When hip-hop producer Timbaland introduced TaTa, the first AI “artist” signed to his label, it raised standard questions about creativity and the role of machines in art. But TaTa isn’t just a tool or a bot—she’s simultaneously the art and the artist, a recursive synthesis of past and present art/artists trained on archives of human expression. While hip-hop was born from sampling and remixing, sharing and (occasionally) stealing, artificial pop—or “A-pop,” as Timbaland is calling it—pushes this tradition to an extreme where intent, originality and authorship become difficult to identify.
This is just the kind of situation French literary theorist Roland Barthes seemed to anticipate in 1967 when he announced “The Death of the Author.” Barthes argued that the artist should not be viewed as the sole creator of a work’s meaning; rather, some control is relinquished to the reader, listener or viewer to co-create meaning. But how does this relationship apply if the artist isn’t human? Perhaps the art of listening must include considering the artist as an essential part of the art, and since we, as the listeners, are the only human component of the equation, we must declare that AI-generated slop does not count as part of the human conception of art. The founder of the AI tool Suno (TaTa’s digital parent), however, insists that artists of tomorrow “won’t just be human, they’ll be [fully autonomous] IP, code, and robotics.” Either we give in to this redefinition, excluding ourselves from our own creations and allowing art to become a posthuman construct—or we redefine what it means to make art, taking care to make ourselves indispensable.
Defining Art
The more we remove ourselves from the process of art, the closer art comes to extinction. While art has been pronounced dead many times throughout history, each time philosophers have conducted a postmortem analysis, dissecting its constituent parts such as intentionality, perception, medium, form, content, emotion and symbolism. This time we might stitch these parts of art together using tools like TaTa to generate every permutation possible, but I suspect we’ll find that what gives art life is the human assertion that it is art.

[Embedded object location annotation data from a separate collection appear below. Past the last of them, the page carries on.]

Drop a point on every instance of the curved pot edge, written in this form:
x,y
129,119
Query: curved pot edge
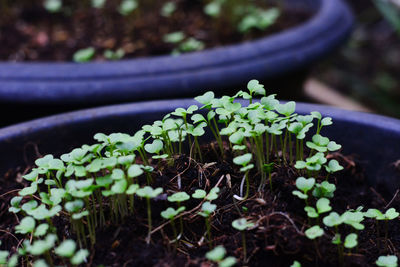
x,y
332,11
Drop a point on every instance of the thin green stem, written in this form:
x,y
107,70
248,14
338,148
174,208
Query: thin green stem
x,y
149,220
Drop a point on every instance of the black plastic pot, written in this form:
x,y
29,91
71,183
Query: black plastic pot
x,y
373,139
30,90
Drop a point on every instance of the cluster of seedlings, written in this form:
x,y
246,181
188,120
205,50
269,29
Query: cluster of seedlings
x,y
99,185
242,16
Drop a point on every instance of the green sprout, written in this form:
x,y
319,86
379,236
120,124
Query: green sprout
x,y
213,9
114,55
350,241
168,9
26,225
217,255
53,6
323,206
66,248
127,7
324,189
84,55
190,45
390,214
244,161
241,225
304,185
98,3
314,232
149,193
259,19
174,37
387,261
199,194
206,210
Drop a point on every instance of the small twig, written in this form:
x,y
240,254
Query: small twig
x,y
394,197
289,219
187,212
9,192
377,194
9,233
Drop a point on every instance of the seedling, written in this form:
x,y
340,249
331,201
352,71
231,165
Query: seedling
x,y
241,225
324,189
199,194
114,55
107,175
314,232
98,3
333,166
244,161
149,193
53,6
217,255
168,9
170,214
206,210
390,214
323,206
84,55
304,185
351,241
387,261
127,7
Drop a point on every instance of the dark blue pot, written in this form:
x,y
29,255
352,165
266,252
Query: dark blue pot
x,y
29,90
375,140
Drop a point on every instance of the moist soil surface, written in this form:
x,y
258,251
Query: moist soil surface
x,y
277,240
28,32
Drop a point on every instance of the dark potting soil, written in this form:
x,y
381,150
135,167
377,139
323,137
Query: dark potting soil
x,y
277,240
30,33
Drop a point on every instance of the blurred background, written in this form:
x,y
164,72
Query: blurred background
x,y
365,73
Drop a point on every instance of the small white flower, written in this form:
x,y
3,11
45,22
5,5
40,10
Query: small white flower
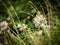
x,y
40,32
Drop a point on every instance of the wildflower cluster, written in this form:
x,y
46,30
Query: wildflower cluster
x,y
41,21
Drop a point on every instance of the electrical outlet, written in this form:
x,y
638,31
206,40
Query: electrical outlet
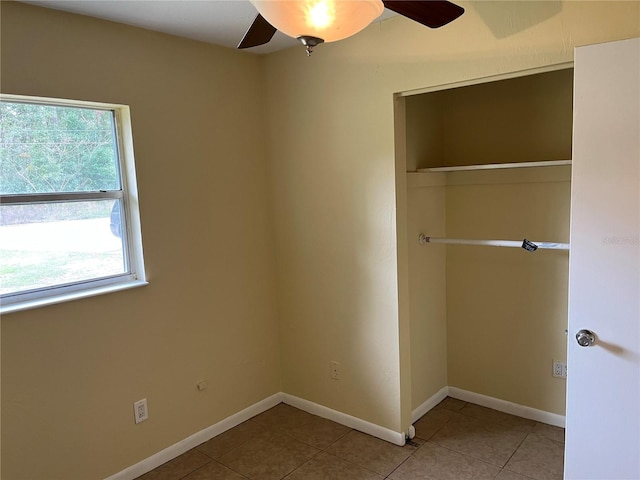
x,y
335,370
559,369
140,411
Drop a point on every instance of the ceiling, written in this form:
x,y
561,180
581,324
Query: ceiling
x,y
221,22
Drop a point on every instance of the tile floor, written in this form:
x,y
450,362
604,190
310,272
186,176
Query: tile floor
x,y
456,440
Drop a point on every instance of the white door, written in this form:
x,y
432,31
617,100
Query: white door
x,y
603,384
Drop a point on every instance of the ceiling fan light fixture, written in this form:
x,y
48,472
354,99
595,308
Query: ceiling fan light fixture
x,y
329,20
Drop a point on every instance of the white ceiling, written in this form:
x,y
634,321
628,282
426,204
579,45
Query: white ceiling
x,y
221,22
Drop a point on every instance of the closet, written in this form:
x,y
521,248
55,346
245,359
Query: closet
x,y
489,161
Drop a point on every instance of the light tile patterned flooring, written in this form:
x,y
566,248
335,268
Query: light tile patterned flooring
x,y
456,440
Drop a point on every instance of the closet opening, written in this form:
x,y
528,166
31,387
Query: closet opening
x,y
481,162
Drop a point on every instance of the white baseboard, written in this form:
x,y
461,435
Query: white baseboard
x,y
383,433
378,431
429,404
507,407
196,439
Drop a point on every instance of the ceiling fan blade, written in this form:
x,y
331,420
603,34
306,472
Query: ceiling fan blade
x,y
259,33
432,13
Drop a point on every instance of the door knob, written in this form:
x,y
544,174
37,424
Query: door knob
x,y
585,338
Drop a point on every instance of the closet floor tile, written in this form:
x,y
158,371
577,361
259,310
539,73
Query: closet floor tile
x,y
433,462
539,458
490,442
370,452
325,466
214,470
269,458
490,415
450,403
433,421
455,440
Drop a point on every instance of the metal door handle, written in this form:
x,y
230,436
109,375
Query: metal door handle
x,y
585,338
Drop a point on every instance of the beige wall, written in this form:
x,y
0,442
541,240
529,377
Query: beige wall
x,y
209,312
331,124
71,372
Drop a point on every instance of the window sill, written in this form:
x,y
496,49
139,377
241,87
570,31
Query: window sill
x,y
67,297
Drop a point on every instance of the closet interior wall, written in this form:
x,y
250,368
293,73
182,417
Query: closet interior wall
x,y
490,320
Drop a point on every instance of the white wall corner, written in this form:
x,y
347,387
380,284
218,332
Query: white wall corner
x,y
429,404
397,438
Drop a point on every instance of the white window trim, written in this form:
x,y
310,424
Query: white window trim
x,y
133,241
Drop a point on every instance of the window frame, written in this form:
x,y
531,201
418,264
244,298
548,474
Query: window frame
x,y
131,234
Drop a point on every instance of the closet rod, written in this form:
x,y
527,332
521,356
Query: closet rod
x,y
526,244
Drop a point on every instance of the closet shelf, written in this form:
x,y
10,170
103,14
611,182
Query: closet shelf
x,y
526,244
497,166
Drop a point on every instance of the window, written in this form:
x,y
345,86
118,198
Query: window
x,y
69,222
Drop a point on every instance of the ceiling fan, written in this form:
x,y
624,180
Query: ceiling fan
x,y
316,21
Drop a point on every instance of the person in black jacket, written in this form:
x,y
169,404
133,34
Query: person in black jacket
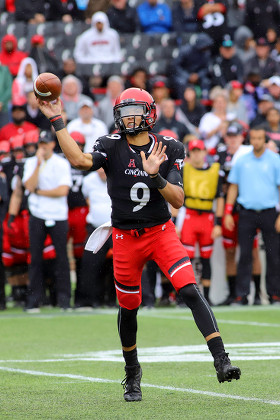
x,y
122,17
184,70
260,15
226,66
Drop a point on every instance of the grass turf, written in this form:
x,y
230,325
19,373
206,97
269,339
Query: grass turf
x,y
54,343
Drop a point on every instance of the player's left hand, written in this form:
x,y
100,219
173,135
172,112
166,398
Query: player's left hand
x,y
157,156
216,232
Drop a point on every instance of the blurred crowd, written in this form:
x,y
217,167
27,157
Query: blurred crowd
x,y
220,81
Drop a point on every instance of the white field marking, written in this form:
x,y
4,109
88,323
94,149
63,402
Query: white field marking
x,y
143,385
193,353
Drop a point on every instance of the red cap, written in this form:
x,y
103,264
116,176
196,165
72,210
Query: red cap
x,y
235,84
16,142
4,146
31,137
196,144
78,137
37,39
169,133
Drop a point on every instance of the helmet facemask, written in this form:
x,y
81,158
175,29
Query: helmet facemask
x,y
132,110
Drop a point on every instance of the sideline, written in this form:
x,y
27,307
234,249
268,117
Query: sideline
x,y
162,387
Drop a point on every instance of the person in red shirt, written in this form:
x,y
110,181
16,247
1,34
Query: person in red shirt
x,y
10,56
19,125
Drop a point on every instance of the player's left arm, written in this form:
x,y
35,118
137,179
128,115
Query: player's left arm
x,y
172,193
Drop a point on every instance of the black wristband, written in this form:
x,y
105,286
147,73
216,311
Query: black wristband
x,y
57,122
218,221
158,182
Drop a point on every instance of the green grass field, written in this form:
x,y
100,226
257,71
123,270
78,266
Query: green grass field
x,y
69,366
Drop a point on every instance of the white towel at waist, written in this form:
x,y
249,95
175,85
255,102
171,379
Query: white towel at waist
x,y
98,238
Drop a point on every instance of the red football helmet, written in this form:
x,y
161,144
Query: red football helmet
x,y
135,102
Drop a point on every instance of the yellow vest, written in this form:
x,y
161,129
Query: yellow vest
x,y
200,186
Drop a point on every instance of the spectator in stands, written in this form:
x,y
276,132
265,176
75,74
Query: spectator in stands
x,y
138,78
104,109
200,226
227,154
71,95
244,44
99,44
10,56
160,91
184,16
65,10
5,93
19,125
273,87
236,103
168,120
190,111
23,83
213,124
262,62
212,19
265,103
33,114
91,290
90,127
4,198
260,15
32,11
254,183
48,178
272,125
122,17
46,62
154,17
194,71
226,66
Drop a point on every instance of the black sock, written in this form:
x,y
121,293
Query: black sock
x,y
216,346
130,357
231,285
257,281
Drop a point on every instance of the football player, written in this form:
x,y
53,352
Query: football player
x,y
143,175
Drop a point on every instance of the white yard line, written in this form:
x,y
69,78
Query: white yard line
x,y
144,385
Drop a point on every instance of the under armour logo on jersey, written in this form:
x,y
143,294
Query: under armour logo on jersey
x,y
132,163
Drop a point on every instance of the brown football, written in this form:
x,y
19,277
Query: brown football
x,y
47,87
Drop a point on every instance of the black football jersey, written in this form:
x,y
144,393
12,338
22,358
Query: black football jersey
x,y
135,203
75,196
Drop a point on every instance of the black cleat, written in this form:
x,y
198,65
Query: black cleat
x,y
131,383
225,371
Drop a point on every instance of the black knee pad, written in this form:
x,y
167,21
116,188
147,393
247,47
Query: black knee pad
x,y
206,269
190,295
127,326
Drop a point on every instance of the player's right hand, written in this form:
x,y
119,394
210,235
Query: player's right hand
x,y
50,109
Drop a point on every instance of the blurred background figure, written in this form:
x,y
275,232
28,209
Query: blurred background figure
x,y
122,17
99,44
46,62
154,17
23,83
87,124
96,286
104,109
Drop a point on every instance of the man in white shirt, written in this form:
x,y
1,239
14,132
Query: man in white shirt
x,y
96,268
47,177
90,127
99,44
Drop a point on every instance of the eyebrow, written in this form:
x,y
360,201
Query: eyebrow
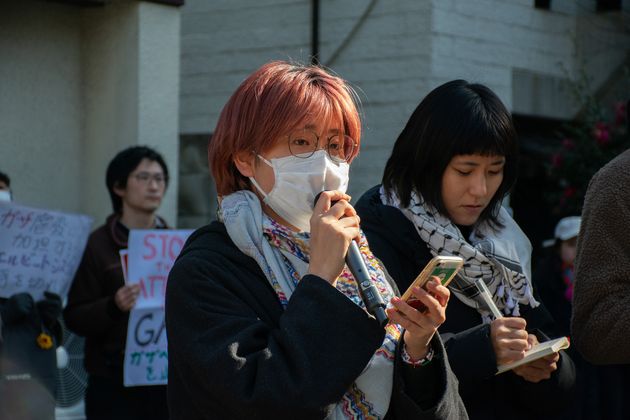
x,y
471,163
312,127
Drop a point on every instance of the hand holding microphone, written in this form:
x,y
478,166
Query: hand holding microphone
x,y
334,225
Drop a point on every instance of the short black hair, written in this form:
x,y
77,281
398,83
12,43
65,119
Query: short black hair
x,y
5,178
456,118
123,164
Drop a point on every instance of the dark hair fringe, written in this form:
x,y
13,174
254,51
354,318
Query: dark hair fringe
x,y
456,118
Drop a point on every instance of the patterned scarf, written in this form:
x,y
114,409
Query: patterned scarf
x,y
283,256
501,257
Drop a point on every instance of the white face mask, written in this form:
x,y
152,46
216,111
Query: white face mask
x,y
298,181
5,195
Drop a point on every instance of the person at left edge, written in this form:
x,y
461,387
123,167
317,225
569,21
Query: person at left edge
x,y
99,301
29,335
263,319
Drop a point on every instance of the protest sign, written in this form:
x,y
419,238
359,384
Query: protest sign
x,y
146,354
40,250
150,256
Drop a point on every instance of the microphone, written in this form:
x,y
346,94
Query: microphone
x,y
369,293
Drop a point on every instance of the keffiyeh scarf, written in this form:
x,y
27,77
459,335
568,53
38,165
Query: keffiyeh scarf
x,y
500,257
283,256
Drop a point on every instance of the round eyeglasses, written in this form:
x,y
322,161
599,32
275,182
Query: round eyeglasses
x,y
304,143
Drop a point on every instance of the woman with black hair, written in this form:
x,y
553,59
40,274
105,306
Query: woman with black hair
x,y
442,189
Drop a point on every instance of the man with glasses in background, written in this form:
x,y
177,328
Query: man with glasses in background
x,y
99,300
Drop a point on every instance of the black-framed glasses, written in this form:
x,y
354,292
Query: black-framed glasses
x,y
146,178
303,143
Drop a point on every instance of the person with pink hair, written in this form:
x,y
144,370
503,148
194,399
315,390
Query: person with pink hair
x,y
264,319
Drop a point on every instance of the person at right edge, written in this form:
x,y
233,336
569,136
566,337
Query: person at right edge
x,y
450,168
600,323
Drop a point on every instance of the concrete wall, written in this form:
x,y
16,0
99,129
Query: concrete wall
x,y
40,103
396,52
131,92
76,86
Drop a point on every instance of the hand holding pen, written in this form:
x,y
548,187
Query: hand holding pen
x,y
508,334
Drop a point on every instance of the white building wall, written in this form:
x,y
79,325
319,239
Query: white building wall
x,y
76,86
40,103
396,53
130,55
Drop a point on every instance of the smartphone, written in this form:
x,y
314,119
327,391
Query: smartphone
x,y
443,267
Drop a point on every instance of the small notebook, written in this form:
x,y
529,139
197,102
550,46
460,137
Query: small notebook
x,y
538,351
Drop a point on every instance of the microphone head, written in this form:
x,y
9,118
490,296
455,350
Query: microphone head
x,y
317,198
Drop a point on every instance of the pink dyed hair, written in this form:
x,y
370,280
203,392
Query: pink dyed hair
x,y
273,101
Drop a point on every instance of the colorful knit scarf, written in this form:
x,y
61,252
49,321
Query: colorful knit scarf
x,y
283,256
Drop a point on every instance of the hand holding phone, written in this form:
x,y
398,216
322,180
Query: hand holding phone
x,y
443,267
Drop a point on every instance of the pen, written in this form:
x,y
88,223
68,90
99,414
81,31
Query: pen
x,y
487,298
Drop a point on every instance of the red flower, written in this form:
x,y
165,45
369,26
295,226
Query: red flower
x,y
601,133
620,112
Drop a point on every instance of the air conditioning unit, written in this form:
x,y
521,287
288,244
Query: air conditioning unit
x,y
71,377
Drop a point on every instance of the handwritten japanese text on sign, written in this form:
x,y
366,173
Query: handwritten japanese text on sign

John Dewey, a pallbearer for art’s recurring funeral, conceded in his 1934 work “Art as Experience” that machines might do a better job of “mere perfection in execution,” but that human emotion is the “moving and cementing force” in art. Human emotion “selects what is congruous and dyes what is selected with its color,” binding artists and their experience into something that conveys meaning to both the artist and the observer. Dewey breaks down all the components of art, concluding that what makes art is not its components or its structure, but its lived-ness.